R: A me la musica, il rock in particolare ha cambiato la vita. In meglio. Mi ha
aiutato a crescere, a capire, a farmi una coscienza sia di vita che politica. E' vero
che come dicono gli Stones "It's only R&R", ma anche come in uno dei nostri testi
"R&R can save your mortal soul". La vita di tutti i giorni, il lavoro, la televisione,
la politica ci spinge a chiuderci in noi stessi, ad aver paura, a non esprimerci
come vorremmo. Per fortuna che l'arte in generale, e la musica in particolare
riescono a sconfiggere questo conformismo imperante. Quando vedo un
ragazzino ad un nostro concerto piuttosto che vederlo davanti alla televisione mi fa
sentire meglio. Mi fa sentire che una piccola missione è stata compiuta.
D: Non deve essere facile trovare dei buoni musicisti in Italia che amino fare del
Rock di questi tempi. I tuoi Groovers sembrano invece una band solida con in
evidenza, senza togliere nulla agli altri, il chitarrista Beppe Ardito e il batterista Marco
Ferri. Che mi dici dei tuoi compagni di viaggio?
R: I miei compagni di viaggio sono davvero dei grandi musicisti. Nonostante
nessuno di loro lo faccia per mestiere, e quindi ogni mattina debba alzarsi ed
andare al lavoro, be'....è come se fossero dei professionisti per la passione, la grinta
e l'umiltà che ci mettono. Beppe Ardito è un chitarrista
davvero completo e molto nel suono rock, cosa rara in
Italia. Riesce a mischiare Stones, Clash e Chuck Berry
come pochi altri. Marco Ferri è un batterista spettacolare,
preciso e potente, istintivo ma anche quadrato. Poi vederlo
dal vivo è davvero appagante.
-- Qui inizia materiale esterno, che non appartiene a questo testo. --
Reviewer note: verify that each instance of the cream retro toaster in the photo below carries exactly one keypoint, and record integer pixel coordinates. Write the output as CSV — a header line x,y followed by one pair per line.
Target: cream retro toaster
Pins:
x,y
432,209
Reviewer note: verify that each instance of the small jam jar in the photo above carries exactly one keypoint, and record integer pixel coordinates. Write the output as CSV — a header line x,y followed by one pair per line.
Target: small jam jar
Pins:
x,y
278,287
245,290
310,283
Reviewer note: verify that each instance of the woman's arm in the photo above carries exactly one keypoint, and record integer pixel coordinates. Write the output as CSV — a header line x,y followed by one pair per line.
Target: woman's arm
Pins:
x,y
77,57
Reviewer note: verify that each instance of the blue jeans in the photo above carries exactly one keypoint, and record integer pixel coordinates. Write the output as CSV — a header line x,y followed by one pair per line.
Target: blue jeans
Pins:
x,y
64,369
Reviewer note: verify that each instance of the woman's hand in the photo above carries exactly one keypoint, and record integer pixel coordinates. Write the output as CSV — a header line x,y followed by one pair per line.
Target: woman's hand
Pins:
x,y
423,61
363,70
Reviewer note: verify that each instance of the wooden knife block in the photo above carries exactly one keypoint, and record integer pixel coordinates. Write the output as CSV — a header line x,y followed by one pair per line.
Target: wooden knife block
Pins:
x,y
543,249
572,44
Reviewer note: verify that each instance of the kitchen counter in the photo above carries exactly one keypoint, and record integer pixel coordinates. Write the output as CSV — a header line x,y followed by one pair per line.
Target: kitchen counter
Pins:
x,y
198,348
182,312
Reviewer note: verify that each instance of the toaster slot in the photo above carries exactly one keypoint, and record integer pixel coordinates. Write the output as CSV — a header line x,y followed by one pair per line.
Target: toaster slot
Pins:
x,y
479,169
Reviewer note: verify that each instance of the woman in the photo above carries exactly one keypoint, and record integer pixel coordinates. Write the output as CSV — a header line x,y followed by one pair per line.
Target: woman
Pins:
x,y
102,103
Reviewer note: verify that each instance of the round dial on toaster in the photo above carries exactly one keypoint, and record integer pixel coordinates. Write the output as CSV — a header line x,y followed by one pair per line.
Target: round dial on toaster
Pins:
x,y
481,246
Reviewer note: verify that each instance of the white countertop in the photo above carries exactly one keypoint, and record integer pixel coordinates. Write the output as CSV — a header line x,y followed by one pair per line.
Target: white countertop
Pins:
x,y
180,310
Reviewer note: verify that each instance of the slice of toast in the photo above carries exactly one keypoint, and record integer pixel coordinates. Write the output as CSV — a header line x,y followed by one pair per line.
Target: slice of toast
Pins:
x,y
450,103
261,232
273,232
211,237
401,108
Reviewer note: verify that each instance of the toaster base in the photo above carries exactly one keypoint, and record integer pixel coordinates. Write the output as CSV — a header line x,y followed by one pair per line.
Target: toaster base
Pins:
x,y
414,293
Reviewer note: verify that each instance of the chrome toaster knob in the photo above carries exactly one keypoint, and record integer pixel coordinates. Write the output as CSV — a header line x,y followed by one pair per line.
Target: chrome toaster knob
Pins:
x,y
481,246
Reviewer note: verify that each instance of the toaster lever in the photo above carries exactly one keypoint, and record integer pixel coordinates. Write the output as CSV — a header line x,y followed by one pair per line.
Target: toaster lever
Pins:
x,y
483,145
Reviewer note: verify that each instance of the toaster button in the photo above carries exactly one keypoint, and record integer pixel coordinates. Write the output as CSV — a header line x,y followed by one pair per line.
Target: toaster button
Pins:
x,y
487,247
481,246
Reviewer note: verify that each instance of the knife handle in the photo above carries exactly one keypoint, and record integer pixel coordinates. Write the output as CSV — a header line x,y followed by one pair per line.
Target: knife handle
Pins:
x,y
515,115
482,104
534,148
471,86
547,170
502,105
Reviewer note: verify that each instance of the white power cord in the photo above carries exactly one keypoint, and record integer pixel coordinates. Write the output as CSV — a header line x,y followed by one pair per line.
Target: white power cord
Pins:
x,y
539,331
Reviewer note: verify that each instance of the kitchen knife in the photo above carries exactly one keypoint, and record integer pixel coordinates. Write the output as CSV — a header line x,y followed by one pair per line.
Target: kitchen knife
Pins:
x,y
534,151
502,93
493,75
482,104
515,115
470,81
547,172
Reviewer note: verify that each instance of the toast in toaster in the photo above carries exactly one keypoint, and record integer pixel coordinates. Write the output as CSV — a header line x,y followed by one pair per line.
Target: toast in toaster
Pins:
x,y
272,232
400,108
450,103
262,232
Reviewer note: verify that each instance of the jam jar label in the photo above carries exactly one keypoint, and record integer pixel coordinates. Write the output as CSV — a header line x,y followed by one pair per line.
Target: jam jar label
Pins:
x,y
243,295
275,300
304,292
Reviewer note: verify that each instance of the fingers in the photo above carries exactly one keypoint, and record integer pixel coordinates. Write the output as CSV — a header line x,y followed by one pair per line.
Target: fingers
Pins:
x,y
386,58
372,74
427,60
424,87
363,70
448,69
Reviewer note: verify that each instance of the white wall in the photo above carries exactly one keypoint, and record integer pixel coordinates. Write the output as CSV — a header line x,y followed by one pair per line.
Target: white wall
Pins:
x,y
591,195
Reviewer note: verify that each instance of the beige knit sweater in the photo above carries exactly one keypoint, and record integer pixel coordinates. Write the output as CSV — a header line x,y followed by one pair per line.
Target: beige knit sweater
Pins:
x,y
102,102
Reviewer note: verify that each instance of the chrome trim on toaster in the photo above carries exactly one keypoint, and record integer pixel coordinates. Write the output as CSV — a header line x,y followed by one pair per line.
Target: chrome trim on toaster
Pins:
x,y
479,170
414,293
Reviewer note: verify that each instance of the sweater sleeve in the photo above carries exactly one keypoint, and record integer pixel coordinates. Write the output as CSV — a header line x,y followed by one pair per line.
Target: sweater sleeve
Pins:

Il bassista Luca Fabbri è
l'alter ego ideale per la nostra sezione ritmica, attento ai
particolari, musicalmente preparatissimo e sempre pronto a
rimetterci in sesto quando l'onda anarchica musicale sta per arrivare (che nel rock
suonato dal vivo è sempre all'erta).
Completano la band Claudio Clay Giani, il sassofonista che dal 2001 è nei Miami &
the Groovers, musicista dotato di grande spirito, di gusto e di grande presenza
scenica ed Alessio Raffaelli, prezioso pianista che sa mischiare i ricami di Roy
Bittan al sound garage di tante band che amiamo.
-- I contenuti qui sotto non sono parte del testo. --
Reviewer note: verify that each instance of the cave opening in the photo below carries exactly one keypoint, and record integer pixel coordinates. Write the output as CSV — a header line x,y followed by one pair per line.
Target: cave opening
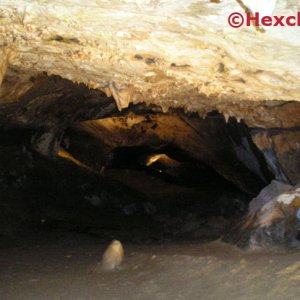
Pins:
x,y
140,175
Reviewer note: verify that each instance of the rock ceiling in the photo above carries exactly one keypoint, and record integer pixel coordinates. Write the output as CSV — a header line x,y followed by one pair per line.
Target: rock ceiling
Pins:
x,y
169,53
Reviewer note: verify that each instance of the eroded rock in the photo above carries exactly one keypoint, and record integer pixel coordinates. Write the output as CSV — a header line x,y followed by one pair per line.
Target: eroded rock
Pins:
x,y
272,222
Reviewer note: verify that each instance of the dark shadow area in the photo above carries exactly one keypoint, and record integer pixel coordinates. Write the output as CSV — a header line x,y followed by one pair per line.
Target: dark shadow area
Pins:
x,y
174,199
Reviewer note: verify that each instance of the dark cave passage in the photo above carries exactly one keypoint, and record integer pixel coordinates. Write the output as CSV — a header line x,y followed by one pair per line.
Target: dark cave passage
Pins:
x,y
139,194
135,175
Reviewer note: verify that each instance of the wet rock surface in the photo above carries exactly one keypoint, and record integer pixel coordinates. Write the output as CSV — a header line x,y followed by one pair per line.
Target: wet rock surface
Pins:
x,y
273,221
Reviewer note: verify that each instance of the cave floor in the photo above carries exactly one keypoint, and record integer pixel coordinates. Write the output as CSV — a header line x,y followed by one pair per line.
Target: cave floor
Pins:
x,y
60,265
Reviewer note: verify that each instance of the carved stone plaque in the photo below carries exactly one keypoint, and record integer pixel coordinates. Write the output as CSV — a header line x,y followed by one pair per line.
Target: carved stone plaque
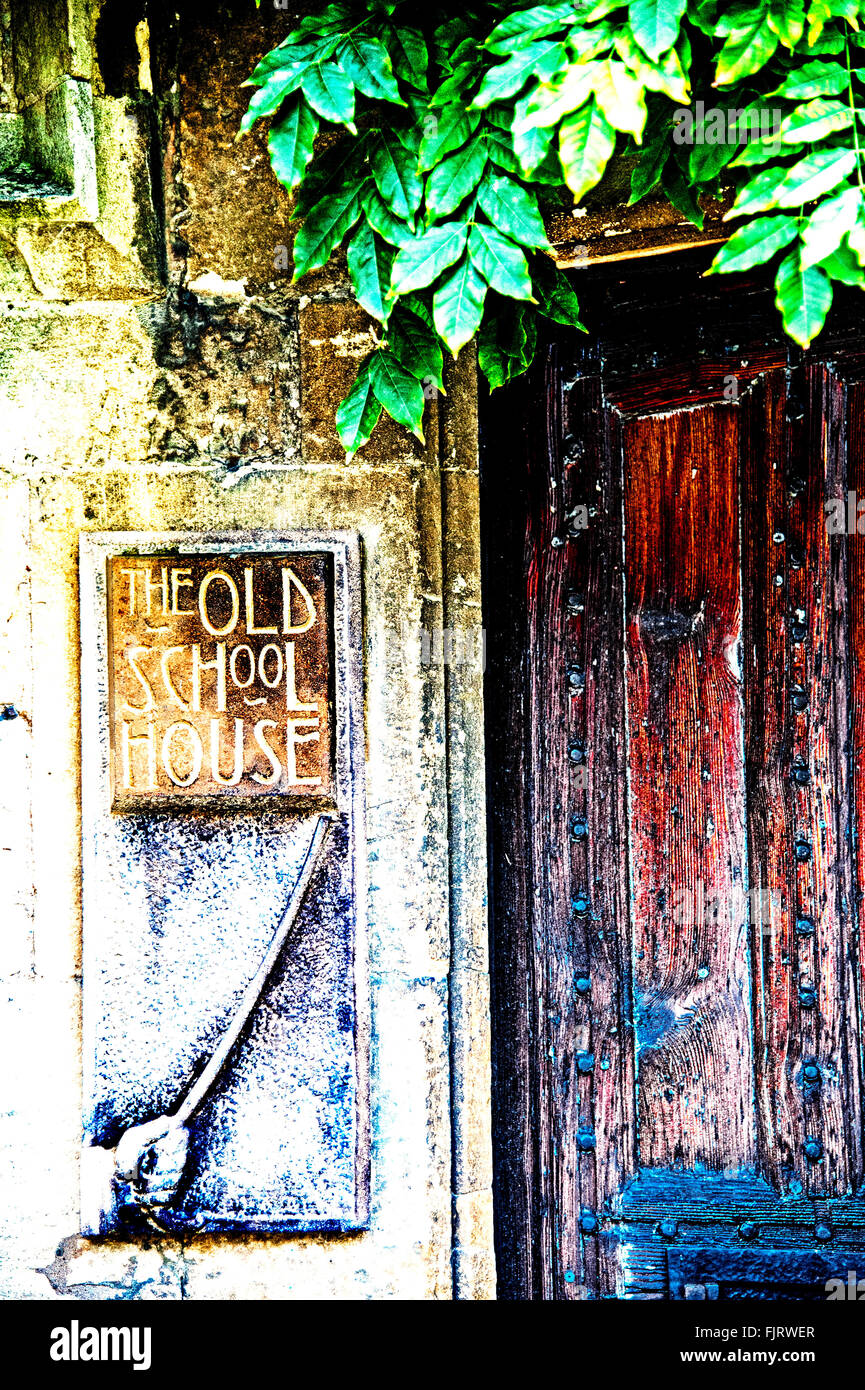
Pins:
x,y
220,677
225,1001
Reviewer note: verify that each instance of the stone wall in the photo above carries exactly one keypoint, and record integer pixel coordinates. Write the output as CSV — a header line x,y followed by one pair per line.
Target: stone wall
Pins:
x,y
159,373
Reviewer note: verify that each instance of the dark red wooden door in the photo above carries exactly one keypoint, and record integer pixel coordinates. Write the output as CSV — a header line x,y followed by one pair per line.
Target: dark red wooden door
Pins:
x,y
676,741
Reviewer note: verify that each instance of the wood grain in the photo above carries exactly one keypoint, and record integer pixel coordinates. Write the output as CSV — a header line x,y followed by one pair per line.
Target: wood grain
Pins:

Inoltre alcuni di loro hanno anche partecipato alla scrittura di alcuni brani del
nostro nuovo album "Merry go round"
D:Tu sei di Rimini e io ho uno splendido ricordo della tua città agli inizi degli anni
settanta, quando sembrava di essere in un immenso Luna Park: potevi andare per bar
e discoteche o anche solo passeggiare per tutta la notte senza correre alcun rischio,
divertendoti e conoscendo tantissima gente. Così come potevi incontrare
tranquillamente per strada Lucio Dalla o Augusto Daolio o Gianni Morandi,
come mi è capitato personalmente. Ho rivisto Rimini un paio di anni fa e ho avuto
un impressione alquanto diversa. E' così o è stata solo una mia sensazione personale?
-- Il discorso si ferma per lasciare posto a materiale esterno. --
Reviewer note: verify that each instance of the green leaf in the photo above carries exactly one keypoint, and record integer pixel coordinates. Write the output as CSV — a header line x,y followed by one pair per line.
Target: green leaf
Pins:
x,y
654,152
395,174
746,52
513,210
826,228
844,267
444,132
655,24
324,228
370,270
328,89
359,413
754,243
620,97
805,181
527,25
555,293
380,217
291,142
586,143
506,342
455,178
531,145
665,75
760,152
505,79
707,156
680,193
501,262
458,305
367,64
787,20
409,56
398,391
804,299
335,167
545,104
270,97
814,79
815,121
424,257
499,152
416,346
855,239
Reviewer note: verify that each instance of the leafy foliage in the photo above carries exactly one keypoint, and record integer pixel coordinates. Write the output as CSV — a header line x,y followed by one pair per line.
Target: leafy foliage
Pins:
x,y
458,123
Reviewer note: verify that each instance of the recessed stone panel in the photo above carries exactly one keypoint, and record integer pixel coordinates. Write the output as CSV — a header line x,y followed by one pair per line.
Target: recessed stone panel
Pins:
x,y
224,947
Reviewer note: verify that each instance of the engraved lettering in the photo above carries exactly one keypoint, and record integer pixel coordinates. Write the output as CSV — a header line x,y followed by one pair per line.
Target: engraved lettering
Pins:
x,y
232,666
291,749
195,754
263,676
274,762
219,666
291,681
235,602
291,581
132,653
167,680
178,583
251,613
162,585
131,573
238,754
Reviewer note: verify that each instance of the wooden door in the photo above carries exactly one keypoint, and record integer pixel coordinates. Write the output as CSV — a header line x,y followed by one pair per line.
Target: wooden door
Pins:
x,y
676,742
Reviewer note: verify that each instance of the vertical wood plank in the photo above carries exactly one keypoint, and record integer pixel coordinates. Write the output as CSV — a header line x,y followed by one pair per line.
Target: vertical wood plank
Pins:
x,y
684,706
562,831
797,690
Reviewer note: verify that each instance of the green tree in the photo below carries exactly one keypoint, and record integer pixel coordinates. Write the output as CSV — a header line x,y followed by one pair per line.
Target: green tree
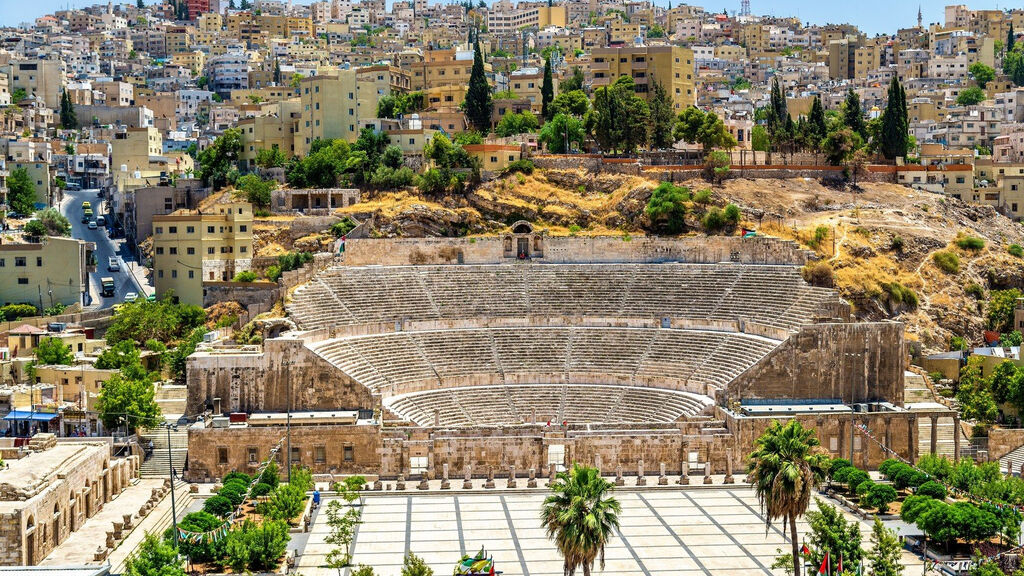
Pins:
x,y
20,192
478,104
154,558
547,91
853,115
667,207
829,531
69,119
894,137
217,161
52,352
982,74
971,95
561,132
581,517
573,82
517,123
128,402
784,467
573,103
663,118
999,312
885,557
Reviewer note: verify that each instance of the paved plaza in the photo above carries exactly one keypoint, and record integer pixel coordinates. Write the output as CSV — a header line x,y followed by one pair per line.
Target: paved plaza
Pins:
x,y
693,532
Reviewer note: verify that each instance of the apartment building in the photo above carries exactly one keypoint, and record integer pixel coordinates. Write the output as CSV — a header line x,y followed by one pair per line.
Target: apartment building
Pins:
x,y
44,273
670,66
190,247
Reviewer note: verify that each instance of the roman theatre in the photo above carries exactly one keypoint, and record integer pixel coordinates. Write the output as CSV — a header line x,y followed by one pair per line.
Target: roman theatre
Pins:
x,y
429,358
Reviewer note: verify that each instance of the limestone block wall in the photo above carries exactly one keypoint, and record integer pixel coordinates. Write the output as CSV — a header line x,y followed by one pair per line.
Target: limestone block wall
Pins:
x,y
260,382
406,251
855,363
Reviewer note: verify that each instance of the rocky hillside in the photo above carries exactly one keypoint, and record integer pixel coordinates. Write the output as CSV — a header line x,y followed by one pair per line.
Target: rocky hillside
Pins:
x,y
879,241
R: No hai perfettamene ragione. Credo che Rimini sia cambiata negli anni. Da un
lato rimane quell'alone romantico un po' felliniano, della spiaggia, del divertimento
vero e della malinconia invernale. Una città in cui sono passati davvero grandi
artisti. Sapevi ad esempio che i Pink Floyd provarono a Rimini all'Altro mondo
studios prima di registrare il Live At Pompei?
Oggi dal lato musicale la situazione è davvero triste, pochi locali o strutture
adeguate per proporre musica. Gran parte dei giovani è preso dalle mode del
momento o al massimo si fa coinvolgere dalle tribute band che sono un modo di
comunicare molto facile, troppo direi. Noi suoniamo spesso anche dalle nostre
parti, ma ad esempio se andiamo a suonare al Nord riempiamo locali anche da 200
persone, qua invece è più difficile. Penso che comunque Rimini sia compreso in un
trend piuttosto negativo che coinvolge tutta l'Italia. Comunque è un ottimo posto
per vivere e divertirsi, questo te lo assicuro.
D: Con “Merry go round” siete giunti alla seconda esperienza discografica dopo
l'esordio di “Dirty Roads”. Tu che sei abituato a suonare soprattutto dal vivo, quali
differenze hai colto tra il lavoro in tour e quello in sala di registrazione? Le canzoni
nuove evolvono più in concerto o in studio?
R:La dimensione da studio è davvero molto diversa a quella live. Noi
siamo essenzialmente una live band ma abbiamo imparato, o lo
stiamo facendo, come comportarci con una nuova canzone in studio.
Ti dicevo prima che noi ci autoproduciamo,ed anche a livello artistico
abbiamo il controllo al 100% di ciò che facciamo. Magari a volte
pecchiamo di inesperienza, ma gli ottimi feedback avuti sia dal
pubblico che da vari artisti sul nostro disco ci fanno ben sperare. Le
canzoni nascono essenzialmente chitarra e voce per poi svilupparsi in sala prove
con tutta la band. Ci sono brano di questo disco che avevamo già proposto dal vivo.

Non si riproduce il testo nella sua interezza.